Decir que debemos condenar la homosexualidad porque la mayor parte de los vertebrados son heterosexuales es una barbaridad por partida doble: en primer lugar porque trasladamos un concepto humano al resto de animales, y en segundo lugar porque si nuestra vida debe depender de cómo busca pareja un lagarto, mal vamos.
Lo dijo Dawkins en su genial obra “El gen egoista”: eduquemos a nuestros hijos enseñándoles a ser altruistas, porque en sus genes llevan escrito todo lo contrario.
No se que pensaran ustedes, pero no quiero ser egoista, machista, xenófobo, homófobo y unas cuantas cosas más, simplemente porque los leones machos maten a los hijos de la pareja anterior, porque los babuinos se curren con cualquier mono que no pertenezca a su grupo familiar, porque los gatos copulen con las gatas o porque los percebes la tengan muy larga.
También parafraseando a Dawkins, somos la única especie sobre la faz de la tierra que tiene la capacidad de rebelarse ante la tiranía de los replicadores egoístas. Hagan lo que ustedes quieran: sean esclavos de sus genes y utilicen los documentales de National Geographic como guía moral, o rebélense y hagan lo que sea por ser felices.
Bambi guapo, Darwin feo!
En el otro extremo, muchas personas parecen necesitar una justificación natural a sus ideales. De forma contraria a los censores naturófilos, no pueden tolerar un mecanismo o un comportamiento natural que no les agrade, dado que se creen obligados a que la sociedad lo imite. Son verdaderos maestros en mezclar filosofía y biología de forma totalmente caótica.
Estos individuos entienden que si alguien afirma que los leones matan a sus crías, es porque está a favor del aborto y pretende implantarlo en nuestras leyes. Si un biólogo evolutivo habla de lucha por la supervivencia, los iluminados piensan que es partidario del neoliberalismo económico. Si un etólogo habla de infidelidad en aves, estos señores le acusan de querer destruir a la familia tradicional.
El demonio rojo de esta gente es Charles Darwin, y todo aquel que acepte la evolución por selección natural son sus ángeles caídos. Según ellos, ser “darwinista” implica estar a favor de la eugenesia, del capitalismo salvaje, de la desprotección social, del terrorismo de estado.

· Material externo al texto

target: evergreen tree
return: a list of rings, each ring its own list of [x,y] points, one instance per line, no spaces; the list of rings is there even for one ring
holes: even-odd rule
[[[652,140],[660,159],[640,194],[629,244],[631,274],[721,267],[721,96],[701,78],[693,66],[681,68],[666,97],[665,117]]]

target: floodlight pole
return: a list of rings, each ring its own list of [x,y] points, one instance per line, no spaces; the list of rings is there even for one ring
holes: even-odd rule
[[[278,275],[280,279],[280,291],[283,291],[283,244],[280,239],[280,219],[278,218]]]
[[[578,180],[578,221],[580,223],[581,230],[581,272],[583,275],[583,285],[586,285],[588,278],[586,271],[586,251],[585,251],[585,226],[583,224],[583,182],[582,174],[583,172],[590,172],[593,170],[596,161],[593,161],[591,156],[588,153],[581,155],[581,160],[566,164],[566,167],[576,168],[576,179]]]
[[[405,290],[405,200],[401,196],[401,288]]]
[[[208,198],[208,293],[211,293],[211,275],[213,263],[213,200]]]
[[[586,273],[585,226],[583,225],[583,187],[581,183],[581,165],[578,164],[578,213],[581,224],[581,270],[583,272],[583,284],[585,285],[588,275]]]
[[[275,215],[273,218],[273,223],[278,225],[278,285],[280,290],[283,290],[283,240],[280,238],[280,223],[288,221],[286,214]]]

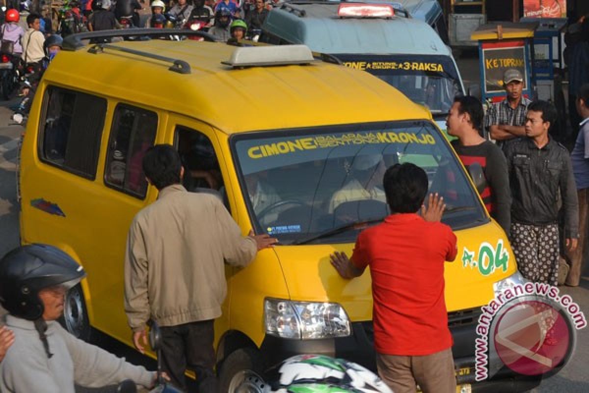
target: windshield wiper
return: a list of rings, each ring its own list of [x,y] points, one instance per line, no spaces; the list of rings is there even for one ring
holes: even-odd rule
[[[383,220],[384,219],[385,219],[384,217],[381,217],[379,219],[373,219],[371,220],[366,220],[362,221],[358,221],[356,222],[348,223],[347,224],[344,224],[343,225],[340,225],[340,226],[337,226],[335,228],[332,228],[331,229],[327,229],[327,230],[323,231],[323,232],[320,232],[317,235],[313,235],[310,236],[307,236],[306,237],[299,239],[293,242],[290,244],[293,245],[307,244],[307,243],[310,243],[313,240],[317,240],[320,239],[323,239],[324,237],[329,237],[335,235],[338,235],[339,233],[342,233],[342,232],[345,232],[346,230],[353,229],[355,227],[360,225],[370,225],[372,224],[376,224],[379,222],[382,222]]]
[[[475,210],[474,206],[453,206],[452,207],[446,207],[444,209],[444,214],[446,213],[455,213],[456,212],[464,212],[465,210]]]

Su estrategia subsiguiente es igual de absurda que la base de la que parten: negar las evidencias, afirmar que no es la competencia ni la agresividad la que guían la historia de la vida, sino el amor y la cooperación. Les gusta más las simbiosis que el parasitismo, y prefieren el buen rollito a la supervivencia del más apto. Por supuesto, para ello no utilizan pruebas ni evidencias reales, sino argumento filosóficos que rayan el subrealismo. Obviamente, se trata de un disparate similar al de los homófobos que mencionábamos más arriba.
Pues no, no me gustaría ser un escarabajo
Personalmente considero la evolución como un hecho más allá de toda duda razonable, pienso que la selección natural y la reproducción diferencial es el mecanismo principal por el que se ha producido la biodiversidad que podemos contemplar. Sin embargo, y entérense de una vez, no me gustaría vivir como los leones. No quiero construir una sociedad basada en la competencia y la supervivencia del más apto. No soy partidario de la eugenesia, no creo que el capitalismo sea el mejor sistema económico y aborrezco el neoliberalismo.
Los leones pueden ser muy machotes, pueden devorar a los hijos de otros y pueden dejar el duro trabajo de la caza a sus señoras mientras ellos se dedican a la vida contemplativa. Eso no debe dictar nuestra orientación sexual, nuestra ideología política ni nuestro modelo de sociedad. No seamos espiritual ni ideologicamente tan pobres como para eso.